Background: Alveolar type 2 epithelial cells (AEC2) secrete important surfactants and act as alveolar progenitor cells, but their involvement in lung extracellular matrix (ECM) production is not fully understood. The aim was to examine the capacity of AEC2 to produce ECM and their contribution to ECM remodeling by using a new culture model.

Methods: The marker HT2-280 was used to isolate primary AEC2 from healthy donor lungs and from end-stage lungs from COPD patients. Cryopreserved AEC2 were then cultured in non-diseased human decellularized lung slices (DLS), without prior expansion on tissue culture plastic, for 13 days.
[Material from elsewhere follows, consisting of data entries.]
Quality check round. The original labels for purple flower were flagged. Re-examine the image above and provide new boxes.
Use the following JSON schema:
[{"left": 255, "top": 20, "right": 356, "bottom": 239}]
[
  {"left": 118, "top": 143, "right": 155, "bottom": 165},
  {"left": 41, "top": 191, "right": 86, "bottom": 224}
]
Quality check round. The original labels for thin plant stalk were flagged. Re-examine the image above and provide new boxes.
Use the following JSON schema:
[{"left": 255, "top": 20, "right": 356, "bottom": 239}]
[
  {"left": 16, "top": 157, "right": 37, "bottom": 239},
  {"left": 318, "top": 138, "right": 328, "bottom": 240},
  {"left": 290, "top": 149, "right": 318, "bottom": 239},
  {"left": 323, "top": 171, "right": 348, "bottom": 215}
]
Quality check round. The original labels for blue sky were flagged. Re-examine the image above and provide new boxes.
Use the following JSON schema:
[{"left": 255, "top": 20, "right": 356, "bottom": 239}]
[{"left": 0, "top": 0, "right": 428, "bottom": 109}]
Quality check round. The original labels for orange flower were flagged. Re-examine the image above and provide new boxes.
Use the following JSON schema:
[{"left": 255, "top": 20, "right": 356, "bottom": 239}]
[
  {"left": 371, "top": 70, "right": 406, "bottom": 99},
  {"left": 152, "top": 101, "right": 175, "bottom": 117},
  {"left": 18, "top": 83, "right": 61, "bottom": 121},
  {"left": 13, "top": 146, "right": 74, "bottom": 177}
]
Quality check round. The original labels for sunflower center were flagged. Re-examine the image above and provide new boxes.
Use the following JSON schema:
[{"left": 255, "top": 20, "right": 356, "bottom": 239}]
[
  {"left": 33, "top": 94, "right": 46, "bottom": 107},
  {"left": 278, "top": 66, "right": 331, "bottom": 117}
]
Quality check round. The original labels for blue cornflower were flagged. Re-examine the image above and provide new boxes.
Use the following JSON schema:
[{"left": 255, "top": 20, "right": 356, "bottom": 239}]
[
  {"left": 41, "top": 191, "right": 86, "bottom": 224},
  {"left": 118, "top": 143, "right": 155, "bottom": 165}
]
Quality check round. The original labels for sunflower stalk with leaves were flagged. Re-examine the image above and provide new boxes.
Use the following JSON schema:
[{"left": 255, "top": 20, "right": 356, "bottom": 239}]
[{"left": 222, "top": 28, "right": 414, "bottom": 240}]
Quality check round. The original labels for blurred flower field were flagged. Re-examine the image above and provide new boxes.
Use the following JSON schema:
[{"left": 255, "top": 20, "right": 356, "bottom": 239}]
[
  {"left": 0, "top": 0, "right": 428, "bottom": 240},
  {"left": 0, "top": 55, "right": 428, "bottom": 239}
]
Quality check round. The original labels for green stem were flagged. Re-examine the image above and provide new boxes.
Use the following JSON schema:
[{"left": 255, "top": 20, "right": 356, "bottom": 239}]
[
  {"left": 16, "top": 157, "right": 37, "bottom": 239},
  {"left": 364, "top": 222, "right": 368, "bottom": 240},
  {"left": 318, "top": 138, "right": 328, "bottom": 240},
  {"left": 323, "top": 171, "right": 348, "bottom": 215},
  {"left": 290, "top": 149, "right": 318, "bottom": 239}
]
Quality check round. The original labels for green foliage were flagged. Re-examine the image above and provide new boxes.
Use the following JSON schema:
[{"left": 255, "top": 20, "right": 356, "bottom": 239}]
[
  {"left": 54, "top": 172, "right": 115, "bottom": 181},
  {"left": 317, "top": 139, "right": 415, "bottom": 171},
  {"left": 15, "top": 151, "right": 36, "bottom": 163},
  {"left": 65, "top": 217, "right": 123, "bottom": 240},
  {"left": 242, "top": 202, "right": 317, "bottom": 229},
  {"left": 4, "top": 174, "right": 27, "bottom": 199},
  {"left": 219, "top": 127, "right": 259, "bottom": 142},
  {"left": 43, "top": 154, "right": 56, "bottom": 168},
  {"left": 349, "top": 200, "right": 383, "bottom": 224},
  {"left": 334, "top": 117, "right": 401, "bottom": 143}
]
AEC2-derived proteins were separated from proteins in the DLS using stable isotope labeling by amino acids in cell culture. Healthy AEC2 were treated with TGF-?1 to evaluate matrisome changes. Phenotypic markers, matrisome genes and proteins were evaluated by RNA-sequencing, mass spectrometry and immunohistochemistry.
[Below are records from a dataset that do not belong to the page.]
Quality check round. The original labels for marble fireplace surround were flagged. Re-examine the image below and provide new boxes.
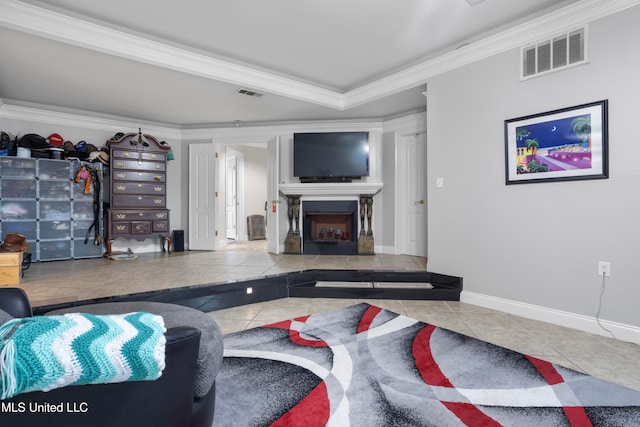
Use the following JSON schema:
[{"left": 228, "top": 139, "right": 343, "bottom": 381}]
[{"left": 279, "top": 182, "right": 383, "bottom": 254}]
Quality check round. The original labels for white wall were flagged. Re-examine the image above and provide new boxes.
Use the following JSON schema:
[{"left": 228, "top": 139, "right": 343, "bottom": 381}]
[{"left": 427, "top": 7, "right": 640, "bottom": 342}]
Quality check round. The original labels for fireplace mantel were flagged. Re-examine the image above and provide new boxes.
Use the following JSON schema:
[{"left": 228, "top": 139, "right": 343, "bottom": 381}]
[{"left": 279, "top": 182, "right": 382, "bottom": 196}]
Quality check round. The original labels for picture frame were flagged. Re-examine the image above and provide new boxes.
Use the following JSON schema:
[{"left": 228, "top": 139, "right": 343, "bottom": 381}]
[{"left": 504, "top": 100, "right": 609, "bottom": 185}]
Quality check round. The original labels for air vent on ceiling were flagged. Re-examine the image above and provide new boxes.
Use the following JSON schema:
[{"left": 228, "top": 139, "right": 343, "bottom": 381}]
[
  {"left": 521, "top": 28, "right": 587, "bottom": 80},
  {"left": 238, "top": 89, "right": 263, "bottom": 98}
]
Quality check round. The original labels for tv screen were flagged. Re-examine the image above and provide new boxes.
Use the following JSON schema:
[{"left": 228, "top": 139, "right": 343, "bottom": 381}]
[{"left": 293, "top": 132, "right": 369, "bottom": 180}]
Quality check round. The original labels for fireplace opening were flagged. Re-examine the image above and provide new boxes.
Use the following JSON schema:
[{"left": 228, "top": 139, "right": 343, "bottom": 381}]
[{"left": 302, "top": 200, "right": 358, "bottom": 255}]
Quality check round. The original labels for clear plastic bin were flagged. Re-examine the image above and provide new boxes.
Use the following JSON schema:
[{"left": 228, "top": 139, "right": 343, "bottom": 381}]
[
  {"left": 0, "top": 200, "right": 37, "bottom": 221},
  {"left": 0, "top": 178, "right": 36, "bottom": 199},
  {"left": 0, "top": 156, "right": 36, "bottom": 179},
  {"left": 38, "top": 180, "right": 71, "bottom": 200},
  {"left": 39, "top": 200, "right": 71, "bottom": 221},
  {"left": 38, "top": 221, "right": 71, "bottom": 240},
  {"left": 38, "top": 159, "right": 71, "bottom": 180},
  {"left": 73, "top": 200, "right": 94, "bottom": 220}
]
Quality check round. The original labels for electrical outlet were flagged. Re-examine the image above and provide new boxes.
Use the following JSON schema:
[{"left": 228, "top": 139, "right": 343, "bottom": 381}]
[{"left": 598, "top": 261, "right": 611, "bottom": 277}]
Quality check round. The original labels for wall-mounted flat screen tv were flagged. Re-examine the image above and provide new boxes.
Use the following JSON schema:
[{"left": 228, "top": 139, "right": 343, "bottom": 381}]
[{"left": 293, "top": 132, "right": 369, "bottom": 182}]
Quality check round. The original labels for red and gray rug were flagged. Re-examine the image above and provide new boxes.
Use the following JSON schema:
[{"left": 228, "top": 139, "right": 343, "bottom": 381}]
[{"left": 213, "top": 304, "right": 640, "bottom": 427}]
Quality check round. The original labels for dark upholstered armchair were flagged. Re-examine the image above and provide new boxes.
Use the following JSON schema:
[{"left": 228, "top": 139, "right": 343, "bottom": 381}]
[{"left": 0, "top": 288, "right": 222, "bottom": 427}]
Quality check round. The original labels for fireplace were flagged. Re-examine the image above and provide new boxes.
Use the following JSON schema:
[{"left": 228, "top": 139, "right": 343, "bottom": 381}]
[
  {"left": 302, "top": 200, "right": 358, "bottom": 255},
  {"left": 278, "top": 182, "right": 382, "bottom": 255}
]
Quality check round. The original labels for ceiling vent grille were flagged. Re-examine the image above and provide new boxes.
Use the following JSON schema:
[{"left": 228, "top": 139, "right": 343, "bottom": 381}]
[
  {"left": 521, "top": 28, "right": 587, "bottom": 80},
  {"left": 238, "top": 89, "right": 263, "bottom": 98}
]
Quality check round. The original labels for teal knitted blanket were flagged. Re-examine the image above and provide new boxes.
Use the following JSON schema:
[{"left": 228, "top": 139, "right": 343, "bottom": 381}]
[{"left": 0, "top": 312, "right": 166, "bottom": 399}]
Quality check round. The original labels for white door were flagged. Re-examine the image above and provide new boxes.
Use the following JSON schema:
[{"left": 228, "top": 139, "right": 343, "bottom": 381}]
[
  {"left": 189, "top": 143, "right": 217, "bottom": 250},
  {"left": 225, "top": 153, "right": 238, "bottom": 240},
  {"left": 266, "top": 137, "right": 281, "bottom": 254},
  {"left": 403, "top": 133, "right": 427, "bottom": 257}
]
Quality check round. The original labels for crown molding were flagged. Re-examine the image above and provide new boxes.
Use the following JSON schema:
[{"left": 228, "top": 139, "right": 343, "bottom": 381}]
[
  {"left": 344, "top": 0, "right": 640, "bottom": 110},
  {"left": 0, "top": 101, "right": 181, "bottom": 139},
  {"left": 0, "top": 0, "right": 640, "bottom": 110},
  {"left": 0, "top": 0, "right": 342, "bottom": 109}
]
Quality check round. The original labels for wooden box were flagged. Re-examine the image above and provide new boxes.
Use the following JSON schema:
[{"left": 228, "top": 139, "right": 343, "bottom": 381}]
[{"left": 0, "top": 252, "right": 22, "bottom": 286}]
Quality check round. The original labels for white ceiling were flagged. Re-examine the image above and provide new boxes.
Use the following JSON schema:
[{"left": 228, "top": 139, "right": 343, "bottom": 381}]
[{"left": 0, "top": 0, "right": 616, "bottom": 128}]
Results: AEC2 in the culture model showed similar marker profile as freshly isolated AEC2. The AEC2 matrisome profile expressed basement membrane components but also a complex set of interstitial ECM proteins. AEC2 from COPD patients resembled healthy AEC2 when cultured in healthy derived DLS, however, COPD-derived AEC2 retained expression of the disease marker HLA-A. TGF-?1 stimuli induced a pronounced increase in interstitial matrix production from healthy AEC2.

Conclusions: This study reveal that AEC2 maintain their phenotype when cultured in human decellularized lung slices. The AEC directly contribute to ECM turnover and may thereby have a more active role in pathological lung remodelling.